Since then, Robert reports, members of the local fire department have received emergency medical technician (EMT) training so that they are able to respond to similar emergencies more quickly.
As a result of her experience, Kathleen recommends that everyone make a trial drive to their nearest hospital, just in case they have a similar emergency. "People should visit their local hospital to learn how to get there and where the emergency department is located," she says.
Today, Robert is recovering nicely on his ranch. Though his heart had stopped for five to 10 minutes, the only residual effect of his ordeal is that, "it triggered rheumatoid arthritis," he says. "But we are dealing with that." He has had stents and a defibrillator implanted in his chest. "I like to say that I have an auto-start," Robert jokes.

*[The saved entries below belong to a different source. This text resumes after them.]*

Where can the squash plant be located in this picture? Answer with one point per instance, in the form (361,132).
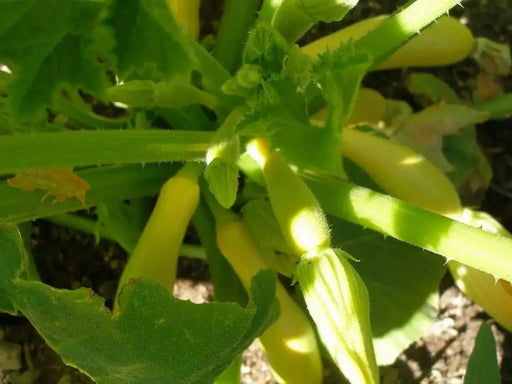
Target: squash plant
(275,155)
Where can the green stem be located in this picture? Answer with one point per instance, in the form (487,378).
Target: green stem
(111,183)
(91,227)
(220,213)
(238,17)
(213,73)
(392,217)
(82,224)
(20,153)
(226,285)
(269,10)
(499,107)
(397,29)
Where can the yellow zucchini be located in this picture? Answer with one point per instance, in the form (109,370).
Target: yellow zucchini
(156,254)
(290,342)
(445,42)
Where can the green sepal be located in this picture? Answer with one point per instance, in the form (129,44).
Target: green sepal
(337,300)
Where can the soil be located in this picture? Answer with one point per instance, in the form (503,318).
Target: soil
(70,259)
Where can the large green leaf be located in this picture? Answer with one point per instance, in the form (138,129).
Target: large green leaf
(10,243)
(49,44)
(149,43)
(402,282)
(155,338)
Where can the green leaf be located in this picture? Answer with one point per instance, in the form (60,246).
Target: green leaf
(398,276)
(155,337)
(279,114)
(339,74)
(10,244)
(483,362)
(149,43)
(50,45)
(266,48)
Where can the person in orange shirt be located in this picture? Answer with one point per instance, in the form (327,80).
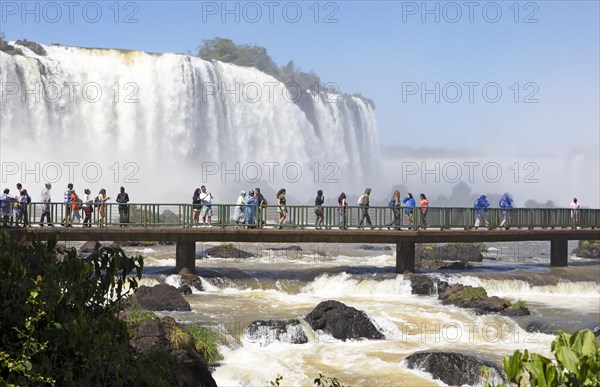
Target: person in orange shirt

He's back to working on his ranch, where he grows grapes and raises hay for cows and horses, using a special blend he developed with the University of California, Davis. "I had planned to raise all-natural beef and was growing my own feed," he explains. Along the way, Robert changed his focus and the primary crop on his ranch has changed to grapes used to make red wines, including cabernets, merlots and zinfandels.
Back to Rancho Springs
Several weeks after his heart attack, Robert and Kathleen took a trip back to Rancho Springs Medical Center. At the hospital, the couple talked with Debbie Clark, the nurse manager in the Emergency Department at Rancho Springs Medical Center. Debbie provided a list of all the people who had worked to save Robert's life. "I had the need to go back to Rancho Springs and meet the people who had saved my life," he says. So after getting the list from Debbie, Robert sat down and wrote to each one. The first to respond was Donivee Randall-Jones, RN, a nurse who had taken care of Robert and helped save his life. After Donivee's call, she helped schedule a time for Robert and Kathleen to return to the hospital and meet everyone who had taken care of him.
"The second time back (at Rancho Springs Medical Center) was more emotional for us," Kathleen explains. "I saw the people but remembered one person whose name was not on the list. But then I saw him there and recognized him, so we were able to include him."
That person was Peter Matz, ED Tech. Both Robert and Kathleen were pleased that he was at the hospital during their visit. Other members of the emergency team that took care of Robert were Thomas Bough, DO, Rebecca Ferguson, RN and Scott Mosher, LVN.
"The staff did a lot of tough work to keep me going," Robert says of the emergency staff at Rancho Springs Medical Center. "They didn't give up on me. They told me that if I was willing to fight, they would fight with me."